It was the sand itself, which saved Ali and his small family. Their thin steel roof survived except for a few holes which they soon plugged. The sickening concussions from bomb blasts partly collapsed the walls of the trench and almost buried them.

An hour before dawn the firing stopped. They struggled free of the sand and slowly crawled out, battered, filthy and exhausted. Ali was bleeding from steel splinters which had driven themselves into his hand. The fuel tank had been holed, and Jubais' legs were raw from the constant dripping of petrol. The Toyota was a sieve of metal.

Hundreds of little fires glowed balefully in the predawn light. As the day approached, it gradually revealed a hellish reality. Thousands of wrecks stretching from one horizon to the other.

A choking smell. Blackened human remains. Flames crackled quietly.

"It's Hiroshima again."murmered Ali. "One Hiroshima was not enough for them."

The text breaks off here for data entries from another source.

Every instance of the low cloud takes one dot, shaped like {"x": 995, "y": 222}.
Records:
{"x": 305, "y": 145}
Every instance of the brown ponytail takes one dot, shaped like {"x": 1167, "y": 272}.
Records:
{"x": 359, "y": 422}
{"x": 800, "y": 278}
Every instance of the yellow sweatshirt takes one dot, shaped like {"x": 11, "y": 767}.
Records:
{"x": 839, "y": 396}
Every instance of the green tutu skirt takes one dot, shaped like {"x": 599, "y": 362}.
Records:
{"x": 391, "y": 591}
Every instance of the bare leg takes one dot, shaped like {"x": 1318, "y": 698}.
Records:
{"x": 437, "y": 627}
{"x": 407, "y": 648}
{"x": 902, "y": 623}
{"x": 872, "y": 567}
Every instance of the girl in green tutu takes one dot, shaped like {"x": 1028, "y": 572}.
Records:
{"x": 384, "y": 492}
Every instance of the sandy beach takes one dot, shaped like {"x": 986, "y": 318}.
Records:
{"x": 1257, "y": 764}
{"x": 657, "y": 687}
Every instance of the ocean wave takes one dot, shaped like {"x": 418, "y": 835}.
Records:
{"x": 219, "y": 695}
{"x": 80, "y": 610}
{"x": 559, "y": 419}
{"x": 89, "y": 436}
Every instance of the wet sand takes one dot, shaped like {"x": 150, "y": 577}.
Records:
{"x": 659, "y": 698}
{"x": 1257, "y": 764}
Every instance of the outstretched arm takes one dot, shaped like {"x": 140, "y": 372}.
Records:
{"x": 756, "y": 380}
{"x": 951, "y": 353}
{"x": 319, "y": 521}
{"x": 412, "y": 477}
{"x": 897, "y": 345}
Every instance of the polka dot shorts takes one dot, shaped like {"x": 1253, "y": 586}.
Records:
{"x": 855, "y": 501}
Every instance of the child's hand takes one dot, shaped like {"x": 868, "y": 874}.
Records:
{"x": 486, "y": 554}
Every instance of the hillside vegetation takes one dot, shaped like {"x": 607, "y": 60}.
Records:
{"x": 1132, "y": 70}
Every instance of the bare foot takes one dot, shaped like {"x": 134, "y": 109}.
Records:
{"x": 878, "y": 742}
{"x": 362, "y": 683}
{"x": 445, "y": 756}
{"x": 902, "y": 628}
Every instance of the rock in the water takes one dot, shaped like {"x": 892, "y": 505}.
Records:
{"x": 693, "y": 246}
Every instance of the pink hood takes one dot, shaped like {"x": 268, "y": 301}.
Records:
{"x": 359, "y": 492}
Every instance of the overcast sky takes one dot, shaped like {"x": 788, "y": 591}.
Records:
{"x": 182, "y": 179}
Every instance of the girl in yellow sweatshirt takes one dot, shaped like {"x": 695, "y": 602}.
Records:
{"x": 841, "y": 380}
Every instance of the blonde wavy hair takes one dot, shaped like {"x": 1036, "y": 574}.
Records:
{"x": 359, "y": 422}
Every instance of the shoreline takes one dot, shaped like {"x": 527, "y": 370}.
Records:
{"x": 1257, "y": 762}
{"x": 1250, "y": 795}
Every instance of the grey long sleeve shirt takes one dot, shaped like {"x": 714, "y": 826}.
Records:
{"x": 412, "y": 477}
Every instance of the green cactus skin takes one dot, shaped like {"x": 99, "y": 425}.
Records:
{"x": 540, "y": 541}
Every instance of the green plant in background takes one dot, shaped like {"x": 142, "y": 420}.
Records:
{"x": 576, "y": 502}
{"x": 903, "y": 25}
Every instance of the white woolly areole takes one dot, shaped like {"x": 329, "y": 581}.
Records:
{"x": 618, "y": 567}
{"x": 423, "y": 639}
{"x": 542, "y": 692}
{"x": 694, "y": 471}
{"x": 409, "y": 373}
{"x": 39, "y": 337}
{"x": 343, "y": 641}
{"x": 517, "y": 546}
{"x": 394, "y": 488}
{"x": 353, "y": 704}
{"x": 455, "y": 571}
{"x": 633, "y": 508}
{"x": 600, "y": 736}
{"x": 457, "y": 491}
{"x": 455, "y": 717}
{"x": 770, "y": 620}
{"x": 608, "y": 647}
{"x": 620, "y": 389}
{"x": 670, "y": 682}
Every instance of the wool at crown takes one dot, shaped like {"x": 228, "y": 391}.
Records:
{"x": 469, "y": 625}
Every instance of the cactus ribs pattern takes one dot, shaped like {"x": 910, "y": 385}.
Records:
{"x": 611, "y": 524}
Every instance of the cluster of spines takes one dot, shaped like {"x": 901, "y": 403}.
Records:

At sunrise they spotted five American soldiers wandering among the wrecks. One of them left the group.
"He's coming up," whispered Jubai and they hid as best they could behind their shattered vehicle. After a slow climb, the soldier sat just feet away, facing the carnage. He sat for a long time. From behind, Shaza couldn't believe how young he was. Almost a child.

Then she saw his shoulders begin to shake. He was sobbing. Finally he slowly cocked his rifle and set it under his chin. Shaza could take no more.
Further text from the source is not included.